Well all. It’s been rather a case of ‘all’s quiet on the blogging front’ from me of late. What can I say? My thesis is life ruining and other stories…
I wasn’t going to review this comic series straight away as I have never read a single edition of Gaiman’s prominent Sandman comics, of which Death! is a spin off, nor have I read much Pratchett Death Disc World, about which much comparison could probably be made, but I used a Gaiman quote in class today for a word exercise and my tutor had no idea of who he was!?! End of my first world, fantasy loving universe to hear the words, “Huh? Who exactly IS Neil Gaiman?”
So I decided to take it to the blogosphere and get talking about Neil Gaiman because I am a big fan and I think he is a very clued in guy when it comes to both social media and fandom. A couple of weeks back, a good friend of mine lent me the comics Death: The High Cost of Living, telling me it was amazing.
With the qualification of never having read any other Gaiman comic before, I have to say I agree.
From Gaiman’s website:
From the pages of Neil Gaiman’s SANDMAN comes the young, pale, perky, and genuinely likable Death. One day in every century, Death walks the Earth to better understand those to whom she will be the final visitor. Today is that day. As a young mortal girl named Didi, Death befriends a teenager and helps a 250-year old homeless woman find her missing heart. What follows is a sincere musing on love, life and (of course) death.

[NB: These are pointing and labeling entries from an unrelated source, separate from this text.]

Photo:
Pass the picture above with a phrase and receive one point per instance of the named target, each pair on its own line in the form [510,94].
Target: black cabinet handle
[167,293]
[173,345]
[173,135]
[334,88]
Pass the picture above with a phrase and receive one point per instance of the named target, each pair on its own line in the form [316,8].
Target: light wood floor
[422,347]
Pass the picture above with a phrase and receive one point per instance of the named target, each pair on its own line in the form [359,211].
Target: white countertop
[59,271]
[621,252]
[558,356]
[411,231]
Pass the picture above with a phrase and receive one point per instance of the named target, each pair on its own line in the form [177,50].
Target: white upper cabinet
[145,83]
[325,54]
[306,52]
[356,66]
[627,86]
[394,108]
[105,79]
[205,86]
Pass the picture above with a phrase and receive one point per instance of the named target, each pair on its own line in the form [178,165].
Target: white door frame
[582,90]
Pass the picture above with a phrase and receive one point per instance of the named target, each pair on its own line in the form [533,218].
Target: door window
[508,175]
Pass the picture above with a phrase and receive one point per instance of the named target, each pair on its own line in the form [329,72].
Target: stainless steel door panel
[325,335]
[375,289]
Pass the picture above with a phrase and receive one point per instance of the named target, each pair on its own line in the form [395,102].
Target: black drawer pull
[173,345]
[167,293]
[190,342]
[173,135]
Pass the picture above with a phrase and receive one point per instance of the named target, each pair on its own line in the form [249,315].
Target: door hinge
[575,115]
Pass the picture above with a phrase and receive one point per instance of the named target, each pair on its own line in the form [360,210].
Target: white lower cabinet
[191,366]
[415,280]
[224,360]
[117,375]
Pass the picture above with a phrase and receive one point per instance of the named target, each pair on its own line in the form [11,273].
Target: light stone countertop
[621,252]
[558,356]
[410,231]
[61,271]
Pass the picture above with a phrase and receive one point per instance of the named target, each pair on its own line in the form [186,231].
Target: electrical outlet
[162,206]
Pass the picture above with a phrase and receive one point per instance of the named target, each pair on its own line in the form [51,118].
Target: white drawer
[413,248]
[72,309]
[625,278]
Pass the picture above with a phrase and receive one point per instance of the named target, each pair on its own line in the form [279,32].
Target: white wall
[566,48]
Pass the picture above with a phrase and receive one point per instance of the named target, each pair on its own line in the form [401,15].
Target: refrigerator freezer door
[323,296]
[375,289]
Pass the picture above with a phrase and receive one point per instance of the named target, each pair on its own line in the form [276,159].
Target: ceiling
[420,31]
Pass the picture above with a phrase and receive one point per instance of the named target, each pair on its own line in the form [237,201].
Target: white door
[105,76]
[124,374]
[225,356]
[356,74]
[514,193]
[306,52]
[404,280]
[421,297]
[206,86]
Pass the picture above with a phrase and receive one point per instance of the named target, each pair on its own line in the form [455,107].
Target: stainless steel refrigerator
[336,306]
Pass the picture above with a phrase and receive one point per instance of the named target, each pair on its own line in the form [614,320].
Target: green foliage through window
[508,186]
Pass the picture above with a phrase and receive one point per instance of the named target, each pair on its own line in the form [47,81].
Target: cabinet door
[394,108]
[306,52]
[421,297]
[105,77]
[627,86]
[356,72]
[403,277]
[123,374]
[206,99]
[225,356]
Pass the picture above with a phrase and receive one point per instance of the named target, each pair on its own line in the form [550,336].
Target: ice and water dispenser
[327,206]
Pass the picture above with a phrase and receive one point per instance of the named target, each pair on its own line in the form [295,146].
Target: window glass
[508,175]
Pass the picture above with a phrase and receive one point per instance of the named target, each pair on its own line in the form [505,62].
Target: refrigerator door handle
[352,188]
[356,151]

– copyright Harper Collins Publishers
This comic was a quick, easy read, but it is definitely for mature readers. Bear that in mind and it does say this on the front cover. There are alot of weighty issues within the three volumes including depression and suicide, poverty, disfunctional families, the nature of friendship, the nature of success and what is considered creative in modern day society, crime, violence and life in the lower strata of society. I found that these issues were dealt with in a provocactive and thoughtful way that really made these comics a great read.
My friend described the series as “A story where nothing much happens, and yet everything happens.” It’s philosophical and hard hitting. It’s critical and humanist. It’s life affirming and brave and a little bit wild…
And it’s absolutely Neil Gaiman. What else do you expect from the current master fantasist himself?